One day prior to the report’s release, the Colorado Passenger Tramway Safety Board had tabled further action on the incident, forwarding the matter to the state’s Office of Investigations for potential disciplinary action.
An event like none other
Investigators noted the unprecedented nature of the event throughout the report.
“No one on the investigative team has ever witnessed or heard of a similar event,” investigators stated. “Likewise, literature does not describe such an event.”
In eliminating potential causes, investigators found there was no passenger misconduct nor were weather conditions unfavorable.
A statement released by Cipriani in mid-January, in the investigation’s early stages, indicated that the lift had been operating safely since its installation 16 years ago and “up until an independent contractor made modifications to the lift’s electrical drive/control system before the start of the current season.”

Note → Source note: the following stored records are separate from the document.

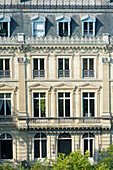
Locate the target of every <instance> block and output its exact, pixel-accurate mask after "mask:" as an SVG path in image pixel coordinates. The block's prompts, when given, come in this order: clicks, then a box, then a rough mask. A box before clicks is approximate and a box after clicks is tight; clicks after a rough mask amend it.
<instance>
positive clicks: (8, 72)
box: [0, 59, 10, 78]
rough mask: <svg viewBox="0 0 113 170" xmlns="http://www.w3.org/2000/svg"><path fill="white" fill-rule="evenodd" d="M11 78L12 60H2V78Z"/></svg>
mask: <svg viewBox="0 0 113 170" xmlns="http://www.w3.org/2000/svg"><path fill="white" fill-rule="evenodd" d="M9 77H10V60H9V59H0V78H9Z"/></svg>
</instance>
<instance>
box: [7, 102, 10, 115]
mask: <svg viewBox="0 0 113 170" xmlns="http://www.w3.org/2000/svg"><path fill="white" fill-rule="evenodd" d="M6 115H11V101H10V100H6Z"/></svg>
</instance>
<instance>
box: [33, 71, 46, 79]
mask: <svg viewBox="0 0 113 170" xmlns="http://www.w3.org/2000/svg"><path fill="white" fill-rule="evenodd" d="M33 77H34V78H43V77H45V70H34V71H33Z"/></svg>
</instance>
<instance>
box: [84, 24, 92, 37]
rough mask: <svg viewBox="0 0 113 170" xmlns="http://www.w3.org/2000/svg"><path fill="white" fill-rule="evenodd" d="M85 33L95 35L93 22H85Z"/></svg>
mask: <svg viewBox="0 0 113 170" xmlns="http://www.w3.org/2000/svg"><path fill="white" fill-rule="evenodd" d="M84 35H85V36H93V22H84Z"/></svg>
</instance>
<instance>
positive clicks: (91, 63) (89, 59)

Cipriani indicated in the statement that preliminary investigation had revealed the cause to be the independent contractor’s modification of the lift’s electrical drive/control system.
Though investigators identified two contributing factors: drive modification and influence of speed changes.
It was confirmed by the report that the lift’s drive parameters might have created pulses of energy that could explain rope instability.
“It is probable that the combined effect … may have resulted in the drive trying to respond too aggressively to lift demands when changing from fast to slow and back to fast again,” the report stated.
Such unstable lift dynamics could only be re-created by making rapid changes in lift speed with the newly installed drive, according to the report.
Several witness statements included in the report reported multiple changes in the lift’s speed just prior to the incident.
For future safety
Investigators suggested Ski Granby Ranch employ a series of 10 action items, above and beyond current national and industry safety standards to ensure public safety in the future.
Among the suggestions were installation of speed change time delays, stop time delays, analog drive modifications and installation of a “black box” on all aerial lifts that collects data on starts, stops, speed changes and other parameters affecting lift cable dynamics.